Сестра Стефания отшатнулась:
- Никто никогда не задавал мне подобных вопросов! А сейчас мы постарели, и с возрастом совершенно естественно перешли в статус бесполых существ… По крайней мере, мы - монахини. К тому же, женщины крайне редко растлевают детей, гораздо реже, чем мужчины… возможно, лишь потому, что мы по натуре более законопослушны, а не по причинам какого-то морального превосходства. Я думаю, в этом еще играет свою роль материнский инстинкт, который не позволяет совершать насилие в таких извращенных формах… Хотя что я или ты можем знать об этом? Возможно, я снова себя дурачу, глядя на мир сквозь розовые очки невинности. И все же, мне кажется, я бы знала. Монахини живут общинно, они воспитаны в послушании и не имеют таких искушений, как у священников - вроде свободы принятия собственных решений или хождения по церкви поодиночке.
- О, святые отцы могут выглядеть так, точно господствуют над своей паствой, но, поверьте мне, они совсем не так свободны, как вы думаете. Даже епископы. Даже Папа.
- Ты утратил веру, Мэтт?
Сестра Стефания задала этот вопрос робко, но проблема, стоявшая за ним, была настолько серьезной, что Мэтт некоторое время молчал, прежде чем ответить.

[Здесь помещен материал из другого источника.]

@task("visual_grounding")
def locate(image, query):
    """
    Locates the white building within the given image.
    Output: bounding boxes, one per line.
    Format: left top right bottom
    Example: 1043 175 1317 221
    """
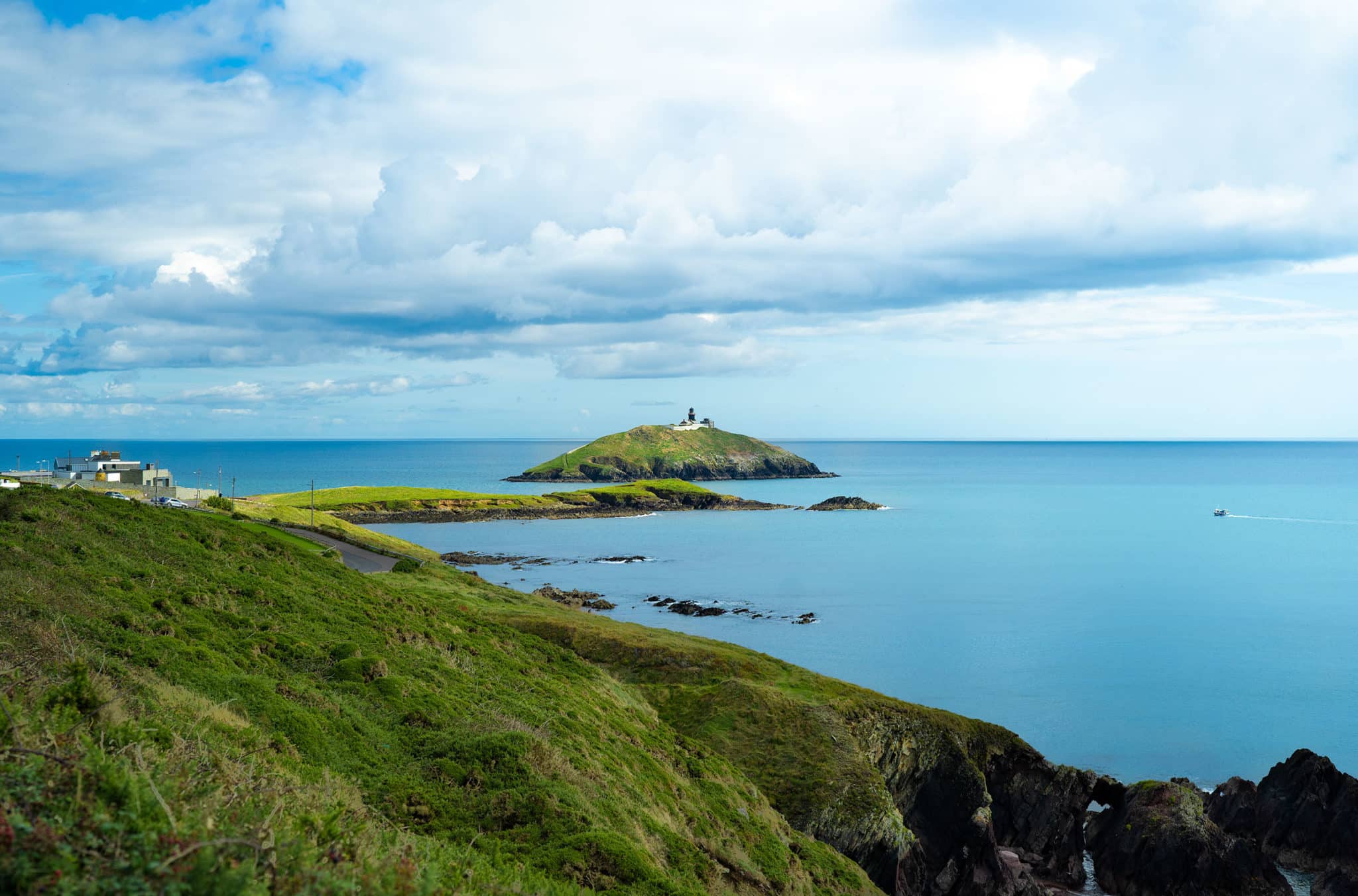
670 408 717 433
52 449 174 488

- Нет, не думаю. Я признаю, что религия была моим настоящим призванием, и понимаю, что найти его когда-то стало спасением для меня. Я никогда не перестану уважать многих по-настоящему посвященных людей, которых я знал, и неважно, что там написано в газетах. И я никогда не буду судить братьев или сестер, - Мэтт попытался выдавить улыбку. - Меня раздражают бюрократия, лицемерие, отсутствие терпимости, и иногда мне кажется, что церковные приделы переполнены всем этим под завязку. Я признаю главный конфликт сегодняшнего дня: церковь патриархальна, ее узаконенная сексофобия вызывает непреходящий кризис в жизнях как церковнослужителей, скованных целибатом, так и мирян, но я пока не разобрался во всех оттенках своей проблемы. Моя совесть может в конце концов поставить меня перед выбором, и я окажусь за дверью - если те, кто находится внутри, не примут меня таким, каким я стремлюсь быть. Я пока не знаю.
Стефания содрогнулась:
- Ну и… вопрос ты поднял! Я рада, что вышла на пенсию и теперь просто жду так смиренно, как могу, когда Господь призовет меня к себе. Там будут все ответы. И все равно я не понимаю, почему ты ушел из служения.
- Чтобы это понять, вам нужно сначала разобраться, почему я принял сан.
- И почему же? - ее седые брови встали домиком, как у престарелого терьера.
Мэтт никогда не видел сестру Стефанию в такой неподдельной растерянности. Она вдруг показалась ему совсем старой.
Он ответил торопливо, как семилетка на первой исповеди, и даже сам удивился, что его ответ звучит вполне связно и продуманно:
- Я принял сан, стремясь быть безупречным, как безупречен Отец наш Небесный. Я принял сан, желая быть идеальным пастырем. Я принял сан, желая избежать секса, брака и детей, потому что боялся всего этого. Уж конечно, я не нарушал священнических запретов - но не потому, что вера моя была так крепка, а дух так силен. Как могло послужить искушением для меня то, что меня больше всего пугало?.. Меня назвали в честь апостола, занявшего место Иуды после его предательства и смерти Христа - и вот он я, покинувший служение в возрасте Его распятия, в тридцать три года.
- Но почему, Мэтт?.. Ты был образцовым учеником, даже в детстве исключительно набожным… идеальный алтарник! Это совершенство казалось таким… или?.. - ее зрачки внезапно расширились от страшного подозрения: - Мэтт! Когда ты был алтарником… тебя… к тебе… приставал священник?
Мэтт покачал головой:
- Это, пожалуй, легче было бы пережить.